Le deuxième Caarud, situé quai de Queyries, reste beaucoup plus discret et ne suscite pas les mêmes doléances. Cependant, l’expérience de la rue Saint-James reste ancrée dans l’esprit des Bordelais et nourrit la méfiance envers ce nouveau projet aux Bassins à flot.
Fort de cette « réussite », la contagion continue
La belle endormie ne dort déjà plus que d’un œil, depuis que le calme du quartier de Saint Paul, a laissé place à une toute autre partition. Et le choix des Bassins à flot, un quartier en plein essor attirant familles et jeunes professionnels, apparaît aux yeux des riverains comme une décision déconnectée de la réalité.
NON au projet d’une salle de consommation à moindre risque, Bassins à Flot Bordeaux – Signez la pétition ! https://t.co/BDMITVuVw5 via @ChangeFrance
— Nono_Le_Pro_11_TTV (@NonoLeProLOSC) November 18, 2024
Située à proximité d’une école et d’une résidence pour seniors, l’antenne soulève des questions quant à son impact sur le cadre de vie et la sécurité. Dans la pétition lancée par les habitants contre le projet, la question de l’emplacement soulève de vives préoccupations : « Pourquoi ouvrir un centre d’accueil et d’accompagnement à la réduction des risques des usagers à proximité de groupes scolaires, de crèches et de résidences seniors ? Quelle image et quelle sécurité pour nos enfants et nos aînés ? Pourquoi ouvrir un centre d’accueil et d’accompagnement à la réduction des risques des usagers sur la promenade touristique de la Cité du Vin, du Musée Mer Marine jusqu’aux Bassins de Lumière ? Quelle image garderont les touristes qui visitent le quartier des Bassins à Flot ? ».

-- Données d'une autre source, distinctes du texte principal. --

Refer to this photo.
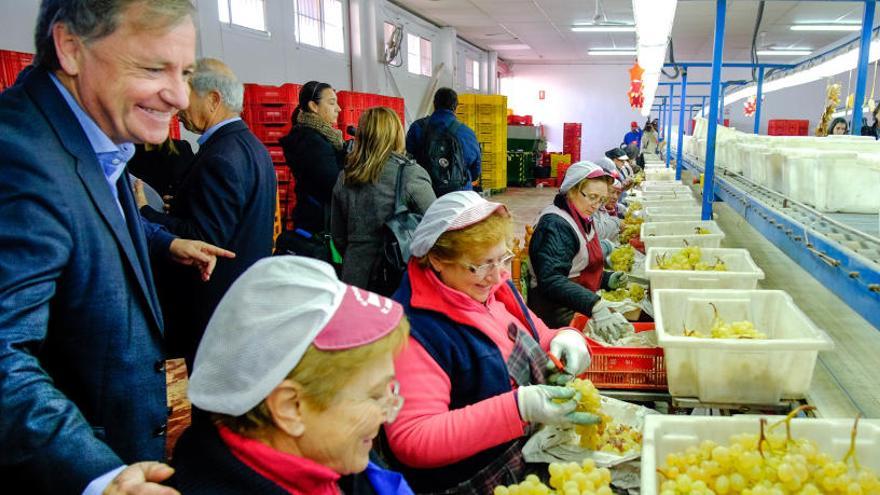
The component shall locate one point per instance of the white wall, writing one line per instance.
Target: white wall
(594, 95)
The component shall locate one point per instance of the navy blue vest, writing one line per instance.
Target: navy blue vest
(476, 371)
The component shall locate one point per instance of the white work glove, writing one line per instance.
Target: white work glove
(618, 280)
(551, 405)
(607, 325)
(570, 348)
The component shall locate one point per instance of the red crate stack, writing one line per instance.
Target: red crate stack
(11, 63)
(267, 111)
(571, 140)
(781, 127)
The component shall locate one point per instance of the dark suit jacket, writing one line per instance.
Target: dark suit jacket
(227, 199)
(82, 387)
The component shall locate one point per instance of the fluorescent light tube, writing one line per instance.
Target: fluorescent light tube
(826, 27)
(600, 28)
(784, 52)
(611, 53)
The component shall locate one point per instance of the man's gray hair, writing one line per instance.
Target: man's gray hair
(213, 75)
(92, 20)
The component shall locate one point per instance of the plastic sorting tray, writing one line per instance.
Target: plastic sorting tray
(742, 272)
(664, 435)
(737, 371)
(672, 213)
(660, 174)
(674, 234)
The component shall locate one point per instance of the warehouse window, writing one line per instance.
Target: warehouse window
(418, 55)
(246, 13)
(472, 73)
(319, 23)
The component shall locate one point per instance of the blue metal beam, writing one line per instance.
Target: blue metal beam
(717, 53)
(681, 111)
(758, 102)
(862, 67)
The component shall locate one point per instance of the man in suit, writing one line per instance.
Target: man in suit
(82, 392)
(227, 198)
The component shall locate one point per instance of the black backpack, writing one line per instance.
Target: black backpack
(397, 234)
(442, 156)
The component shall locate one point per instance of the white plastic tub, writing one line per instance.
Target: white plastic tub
(664, 435)
(742, 272)
(660, 174)
(737, 371)
(674, 234)
(673, 213)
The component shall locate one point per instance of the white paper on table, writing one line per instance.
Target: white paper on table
(558, 444)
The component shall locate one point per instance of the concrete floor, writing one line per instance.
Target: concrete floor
(844, 381)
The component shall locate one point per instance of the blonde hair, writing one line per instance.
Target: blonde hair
(452, 245)
(322, 374)
(379, 134)
(580, 186)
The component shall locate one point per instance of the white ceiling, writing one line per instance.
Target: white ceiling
(545, 26)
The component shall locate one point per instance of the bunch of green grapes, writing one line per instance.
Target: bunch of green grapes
(568, 478)
(607, 436)
(689, 258)
(622, 258)
(722, 330)
(633, 292)
(765, 464)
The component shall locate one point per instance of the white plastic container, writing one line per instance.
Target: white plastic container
(662, 174)
(737, 371)
(664, 435)
(674, 234)
(673, 213)
(742, 272)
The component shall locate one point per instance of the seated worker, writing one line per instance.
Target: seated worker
(567, 258)
(474, 368)
(296, 369)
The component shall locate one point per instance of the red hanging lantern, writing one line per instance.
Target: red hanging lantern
(635, 95)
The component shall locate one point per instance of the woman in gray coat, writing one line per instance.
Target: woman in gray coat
(364, 193)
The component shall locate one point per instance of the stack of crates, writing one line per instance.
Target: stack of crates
(353, 105)
(11, 63)
(571, 140)
(521, 168)
(267, 111)
(487, 116)
(779, 127)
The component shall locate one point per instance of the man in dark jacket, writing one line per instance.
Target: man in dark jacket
(445, 103)
(82, 392)
(227, 198)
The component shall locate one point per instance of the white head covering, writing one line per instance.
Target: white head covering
(453, 211)
(266, 322)
(578, 172)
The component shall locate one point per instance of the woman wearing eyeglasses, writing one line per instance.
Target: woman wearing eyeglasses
(473, 372)
(314, 152)
(566, 256)
(296, 370)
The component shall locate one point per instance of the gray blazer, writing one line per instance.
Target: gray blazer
(358, 212)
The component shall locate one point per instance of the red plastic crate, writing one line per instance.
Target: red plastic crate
(270, 134)
(270, 114)
(632, 368)
(277, 154)
(259, 94)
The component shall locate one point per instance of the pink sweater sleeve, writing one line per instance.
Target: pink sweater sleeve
(426, 433)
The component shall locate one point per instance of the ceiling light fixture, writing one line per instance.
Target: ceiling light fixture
(603, 28)
(826, 27)
(601, 52)
(784, 52)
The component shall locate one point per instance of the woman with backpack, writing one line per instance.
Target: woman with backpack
(314, 152)
(364, 198)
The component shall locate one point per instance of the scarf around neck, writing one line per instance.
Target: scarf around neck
(313, 121)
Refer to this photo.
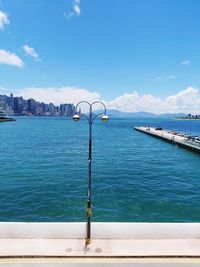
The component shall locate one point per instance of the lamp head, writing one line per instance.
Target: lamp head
(104, 118)
(76, 117)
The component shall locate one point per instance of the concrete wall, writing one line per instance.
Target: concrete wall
(100, 230)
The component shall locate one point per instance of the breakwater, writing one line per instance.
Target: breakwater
(185, 141)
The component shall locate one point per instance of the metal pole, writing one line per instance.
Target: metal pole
(89, 204)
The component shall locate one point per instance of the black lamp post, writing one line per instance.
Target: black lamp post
(90, 118)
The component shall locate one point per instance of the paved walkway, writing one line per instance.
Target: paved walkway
(100, 247)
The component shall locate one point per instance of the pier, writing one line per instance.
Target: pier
(113, 244)
(172, 137)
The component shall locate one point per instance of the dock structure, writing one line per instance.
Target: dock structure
(172, 137)
(127, 244)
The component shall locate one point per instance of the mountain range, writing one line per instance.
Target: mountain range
(141, 114)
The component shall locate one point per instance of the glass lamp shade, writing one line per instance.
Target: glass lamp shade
(104, 118)
(76, 117)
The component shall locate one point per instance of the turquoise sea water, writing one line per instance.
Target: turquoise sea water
(135, 177)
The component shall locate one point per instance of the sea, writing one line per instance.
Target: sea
(135, 177)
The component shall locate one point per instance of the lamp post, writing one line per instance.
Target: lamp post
(90, 118)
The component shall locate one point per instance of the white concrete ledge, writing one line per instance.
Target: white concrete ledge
(99, 230)
(108, 240)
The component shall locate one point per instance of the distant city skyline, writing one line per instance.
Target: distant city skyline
(135, 55)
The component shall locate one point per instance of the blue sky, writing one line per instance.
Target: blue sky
(113, 48)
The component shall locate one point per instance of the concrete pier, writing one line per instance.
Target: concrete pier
(124, 244)
(170, 136)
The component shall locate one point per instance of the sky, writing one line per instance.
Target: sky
(135, 55)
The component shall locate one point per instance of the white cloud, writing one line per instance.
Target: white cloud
(9, 58)
(29, 51)
(185, 62)
(76, 9)
(3, 20)
(185, 101)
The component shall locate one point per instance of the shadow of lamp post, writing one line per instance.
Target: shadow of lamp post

Ces familles et ses jeunes actifs redoutent que ce projet n’apporte avec lui les désordres déjà vus à Saint-Paul. Et malgré les assurances de l’association La Case, qui insiste sur le fait que « la consommation sera formellement interdite », la méfiance reste de mise. Les échos de Saint-Paul pèsent lourd et rendent les promesses difficiles à croire.
Le flou artistique des autorités
Face à la montée des inquiétudes, le manque de transparence des autorités locales est pointé du doigt. Selon l’article d’Actu.fr, même le maire de quartier n’était pas informé de ce projet. Cette gestion approximative a conduit le député et conseiller d’opposition Thomas Cazenave, à interpeller le maire Pierre Hurmic sur les mesures prévues pour éviter que le quartier ne subisse le même sort que Saint-Paul.
Pierre Hurmic, maire écologiste de Bordeaux, est au centre de la tourmente. Pour beaucoup, sa gestion des centres de réduction des risques est perçue comme la cause de la dégradation de certains quartiers. Il n’a par ailleurs jamais caché son soutien à l’ouverture de salles de consommation à moindre risque (SCMR).
Les salles de shoot ne fonctionnent pas pour une raison simple : ce sont des lieux de shoot, pas des structures de soin. Il faut vraiment ne jamais avoir rencontré les riverains de la salle de shoot située dans le 10e pour vouloir les multiplier dans Paris. C’est irresponsable ! pic.twitter.com/xEq6TtaudW
— Pierre Liscia (@PierreLiscia) July 10, 2021
En juillet 2022, il affirmait sans détour : « La ville est candidate, car nous sommes très attachés à l’ouverture d’une salle dite de consommation à moindre risque, très injustement qualifiée de salle de shoot alors que c’est de l’accompagnement de ces publics pour travailler le social, l’insertion et le soin. », comme le rapporte 20 minutes. Voilà une nuance qu’il tient à marteler, malgré les scepticismes ambiants. Mais la question demeure : pourquoi avoir choisi un quartier en pleine expansion, connu pour sa tranquillité et ses familles, pour y implanter une structure si controversée ?
Bassins à flot : l’ombre d’un nouveau pari risqué
À la vue du “succès” retentissant de Saint-Paul, pourquoi s’arrêter en si bon chemin ? Manifestement, la mairie et l’ARS ont décidé d’étendre ce modèle “gagnant” aux Bassins à flot. Inspirés, peut-être, par Anne Hidalgo et sa gestion lumineuse de Paris. Une décision qui, au nom de la réduction des risques, pourrait bien troquer le renouveau prometteur de ce quartier contre l’ombre d’une insécurité croissante.